The 6th Worldwide Uchinanchu (Okinawan) Festival held its Closing Ceremony on Oct. 30 in a festive Okinawa Cellular Stadium in Naha City, after completing its four days of events. Uchinanchu is the term for immigrants and their descendants from the Okinawa prefecture. A total 15,395 people from Okinawa, other prefectures, and 26 different countries attended the ceremony.The Worldwide Uchinanchu Festival, the largest prefectural event in Japan ended with a grand closing ceremony on Oct. 30. Photos courtesy: Tami Sugie.
The festival has been held roughly once every five years since 1990. It is meant to give a chance for Okinawans living abroad to come back to their homeland and deepen bonds with fellow Okinawans.
As well, as Okinawan Governor Takeshi Onaga says, “appreciate the various charms of Okinawa” which include “the locals’ spirit of icharibachode” (hospitality, and treating even strangers as one’s siblings).
The festivities began with a parade down Kokusai Dori Street. Catherine Nakaza, a “new” second generation Okinawan from Toronto expressed her feelings: “Thousands of participants proudly representing their home countries also demonstrated how proud they were to be Okinawan,” she said. “The streets were filled with locals welcoming us back to Okinawa.
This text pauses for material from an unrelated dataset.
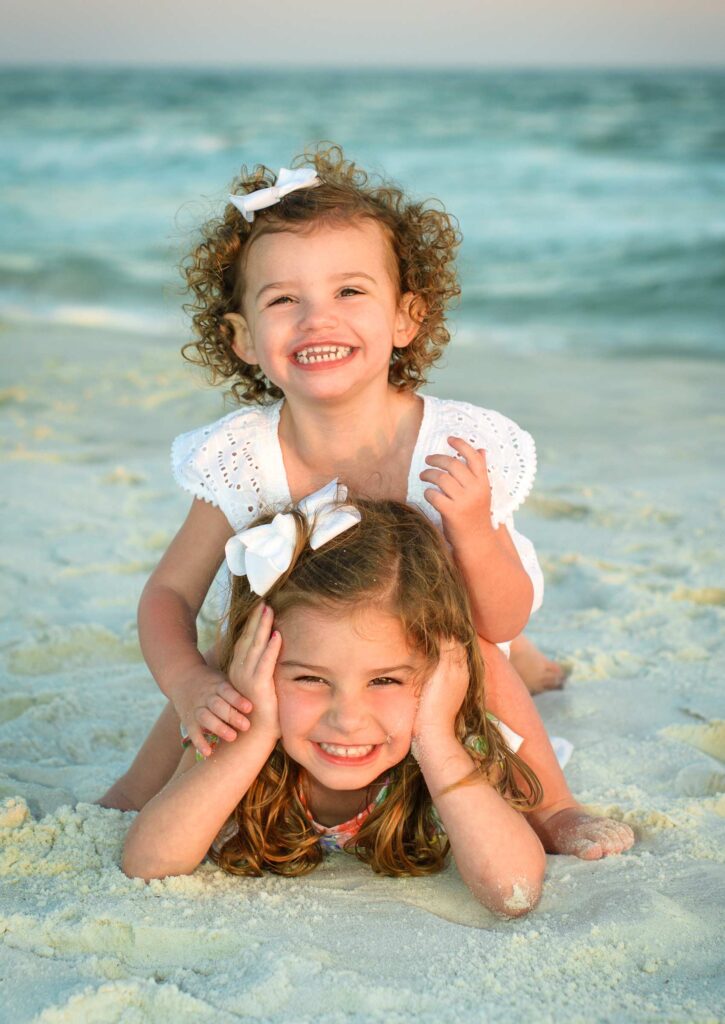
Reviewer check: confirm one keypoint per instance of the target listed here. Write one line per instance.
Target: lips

Many were so emotional that one could not help but be moved.”
Having attended the previous festival, Nakaza said that she was amazed by how many more participants were at the festival compared to the last, from both overseas and locally. She said it was evident to her that everyone living abroad found the Uchinanchu festival a very important way to keep the culture of Okinawa alive.
Marlene McCaughey, a third-generation Okinawan from Lethbridge, Alta, has participated in the festival three times. To McCaughey, “The festival provided us with opportunities to experience Okinawa at its finest,” she said. “The programs and events allowed us to experience the sights, the sounds, the smells of Okinawa such as sanshin, eisa dances, karate demonstration, hanagasas (flower hats) and bingata kimono, to name a few. The opening and closing ceremonies were absolutely stunning. For me it [the festival] stirred up feelings of immense pride in my roots and country of origin, like no other.”
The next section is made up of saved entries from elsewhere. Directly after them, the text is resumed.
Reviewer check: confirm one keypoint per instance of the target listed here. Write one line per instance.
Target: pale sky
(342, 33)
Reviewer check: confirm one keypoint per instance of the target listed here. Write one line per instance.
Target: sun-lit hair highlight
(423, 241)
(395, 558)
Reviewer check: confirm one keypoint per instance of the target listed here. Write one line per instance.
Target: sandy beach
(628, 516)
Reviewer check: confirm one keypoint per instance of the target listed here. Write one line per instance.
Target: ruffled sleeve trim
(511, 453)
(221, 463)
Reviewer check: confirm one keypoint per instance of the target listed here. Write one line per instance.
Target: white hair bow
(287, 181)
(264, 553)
Yoshihiro Kamiyama, president of the Toronto Okinawa Kenjinkai, expressed his gratitude to Governor Takeshi Onaga and his executive committee members for their hard work for preparing the festival.
“By attending the thoughtfully planned and organized programs, we all reconfirmed our pride as Uchinanchu,” he said. “As well, we were able to develop Okinawans’ network further which we should pass on to the next generation.”
It was announced at the closing ceremony that Oct. 30, the day when the Uchinanchu gathered together from all over the world, be designated as ‘World Uchinanchu Day.’ The idea was proposed by two participants, one from Argentina and the other from Peru.
They proudly declared: “Let us establish today October 30th as ‘World Uchinanchu Day,’ and let us engrave it on our Uchinanchu souls.”